This will begin an occasional reminder that ALS is not simply BLS with extras. Advanced Life Support addresses elements an 8 week EMT class barely covers.
I am not an “EMT Hater,” I am not looking to pick a fight with the “Basic for lifers” out there who take their duties seriously. This is geared towards those who think ALS belongs on an ambulance only.
All good Paramedics must be accomplished EMTs. I know that. But on a call the other day, an EMT with clearly no understanding of the situation told me I was in the wrong for checking a blood sugar before a blood pressure. (Altered mental status with bounding radial pulse.) He told me later that I need to “…put that ALS shit aside. BLS before ALS saves lives.”
It took me a minute to see what he meant to say, that BLS is better than nothing and ALS without BLS is clearly silly, but the underlying current is anti-ALS. Mainly because the ALS units here run more than their BLS counterparts.

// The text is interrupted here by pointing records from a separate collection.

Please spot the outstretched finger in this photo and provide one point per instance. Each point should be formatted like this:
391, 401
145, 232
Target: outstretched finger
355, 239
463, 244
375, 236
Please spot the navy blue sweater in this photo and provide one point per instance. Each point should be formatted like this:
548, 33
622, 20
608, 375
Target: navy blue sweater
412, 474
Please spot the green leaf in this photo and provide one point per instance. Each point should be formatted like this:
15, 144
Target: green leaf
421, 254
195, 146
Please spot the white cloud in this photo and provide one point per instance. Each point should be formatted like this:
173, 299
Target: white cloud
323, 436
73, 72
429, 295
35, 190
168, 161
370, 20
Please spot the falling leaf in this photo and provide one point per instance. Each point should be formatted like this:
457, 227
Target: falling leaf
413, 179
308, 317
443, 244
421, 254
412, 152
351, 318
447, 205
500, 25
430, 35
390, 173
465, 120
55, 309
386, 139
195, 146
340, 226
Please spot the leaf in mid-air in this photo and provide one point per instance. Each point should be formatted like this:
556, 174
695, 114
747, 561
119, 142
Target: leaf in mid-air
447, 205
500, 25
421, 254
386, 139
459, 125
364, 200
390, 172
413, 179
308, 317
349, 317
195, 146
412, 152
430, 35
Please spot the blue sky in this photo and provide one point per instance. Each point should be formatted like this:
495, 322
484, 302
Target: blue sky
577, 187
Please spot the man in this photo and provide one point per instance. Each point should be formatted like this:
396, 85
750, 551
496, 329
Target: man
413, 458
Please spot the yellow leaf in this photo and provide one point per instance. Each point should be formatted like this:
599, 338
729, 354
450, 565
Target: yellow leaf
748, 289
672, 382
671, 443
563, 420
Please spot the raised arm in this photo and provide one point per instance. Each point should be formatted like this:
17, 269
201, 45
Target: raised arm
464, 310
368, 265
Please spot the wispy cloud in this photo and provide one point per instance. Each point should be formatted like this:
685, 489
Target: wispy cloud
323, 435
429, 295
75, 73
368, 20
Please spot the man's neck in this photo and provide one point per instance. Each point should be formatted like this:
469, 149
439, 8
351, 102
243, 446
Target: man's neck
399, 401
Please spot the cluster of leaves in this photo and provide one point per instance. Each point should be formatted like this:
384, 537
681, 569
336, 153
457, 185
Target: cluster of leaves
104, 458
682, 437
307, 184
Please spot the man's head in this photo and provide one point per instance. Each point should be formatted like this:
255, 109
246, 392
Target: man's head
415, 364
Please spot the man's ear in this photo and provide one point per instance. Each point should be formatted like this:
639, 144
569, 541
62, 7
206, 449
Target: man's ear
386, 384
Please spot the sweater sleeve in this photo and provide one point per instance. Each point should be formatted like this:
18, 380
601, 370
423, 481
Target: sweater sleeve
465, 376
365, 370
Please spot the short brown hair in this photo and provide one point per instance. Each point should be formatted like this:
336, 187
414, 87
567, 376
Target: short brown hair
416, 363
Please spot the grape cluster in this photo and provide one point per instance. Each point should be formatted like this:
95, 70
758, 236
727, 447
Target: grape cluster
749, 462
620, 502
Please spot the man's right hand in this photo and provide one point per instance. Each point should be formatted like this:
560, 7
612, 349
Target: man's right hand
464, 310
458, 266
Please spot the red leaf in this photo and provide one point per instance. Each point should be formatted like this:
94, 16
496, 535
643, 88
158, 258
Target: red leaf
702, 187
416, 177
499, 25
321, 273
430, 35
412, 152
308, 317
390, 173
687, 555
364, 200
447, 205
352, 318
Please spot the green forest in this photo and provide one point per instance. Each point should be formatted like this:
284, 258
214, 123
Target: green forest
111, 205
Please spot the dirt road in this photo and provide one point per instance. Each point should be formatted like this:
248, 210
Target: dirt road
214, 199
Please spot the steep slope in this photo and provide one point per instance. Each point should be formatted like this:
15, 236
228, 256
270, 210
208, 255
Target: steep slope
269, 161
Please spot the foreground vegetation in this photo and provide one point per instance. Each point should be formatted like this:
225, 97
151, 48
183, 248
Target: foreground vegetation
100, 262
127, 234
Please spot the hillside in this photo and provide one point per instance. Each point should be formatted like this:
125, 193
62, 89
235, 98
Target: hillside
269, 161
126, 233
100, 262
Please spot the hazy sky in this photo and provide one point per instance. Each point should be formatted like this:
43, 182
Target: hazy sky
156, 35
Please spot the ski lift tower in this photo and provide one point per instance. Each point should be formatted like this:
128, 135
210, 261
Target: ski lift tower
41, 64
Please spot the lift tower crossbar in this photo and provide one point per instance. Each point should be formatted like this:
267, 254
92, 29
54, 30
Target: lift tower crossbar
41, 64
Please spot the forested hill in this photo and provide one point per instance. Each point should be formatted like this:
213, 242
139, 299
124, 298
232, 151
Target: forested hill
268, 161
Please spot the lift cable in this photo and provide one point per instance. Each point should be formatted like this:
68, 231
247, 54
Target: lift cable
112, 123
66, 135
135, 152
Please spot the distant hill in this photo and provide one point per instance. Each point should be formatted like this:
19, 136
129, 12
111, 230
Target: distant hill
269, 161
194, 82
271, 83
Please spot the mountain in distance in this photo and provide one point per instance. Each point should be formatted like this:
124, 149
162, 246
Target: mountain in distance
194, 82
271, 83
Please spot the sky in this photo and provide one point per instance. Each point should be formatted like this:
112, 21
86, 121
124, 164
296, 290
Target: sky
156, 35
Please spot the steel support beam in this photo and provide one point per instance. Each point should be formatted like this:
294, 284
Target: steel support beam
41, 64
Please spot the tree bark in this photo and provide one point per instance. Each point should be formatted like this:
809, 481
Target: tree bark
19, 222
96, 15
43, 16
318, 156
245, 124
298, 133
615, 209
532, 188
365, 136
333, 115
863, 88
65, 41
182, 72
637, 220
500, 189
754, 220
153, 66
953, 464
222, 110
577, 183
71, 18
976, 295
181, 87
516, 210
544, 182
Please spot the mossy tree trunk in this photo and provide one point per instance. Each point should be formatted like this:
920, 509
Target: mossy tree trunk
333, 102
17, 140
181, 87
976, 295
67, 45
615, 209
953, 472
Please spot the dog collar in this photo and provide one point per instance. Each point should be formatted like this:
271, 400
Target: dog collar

Advanced Life Support begins when the bells ring and I combine my education and the information coming from radio. From that I can rule in and rule out possible beneficial treatments to conditions I may find. This way I’m not flying in the dark when we arrive.
I learned this business from an instructor who stressed “why.” Your patient’s pulse is 50 and irregular. You can treat it right away or you can find out “why” it is that way and treat the cause, not the symptom. Sure your patient is hypotensive, but “why.” It is often the “why” that can steer ALS in one direction or the other.
BLS treats the what, ALS treats the why.
When I asked my co-worker why he thought a blood pressure was warranted right that moment, he replied that was what they do, he didn’t have to care why. He asked if I knew the blood pressure by magic just by checking a pulse. I smiled.
If you have ALS, fight to keep it. If you’ve lost ALS first response in your area, remember that the only rhythm BLS can treat is V-fib. By then it’s too late.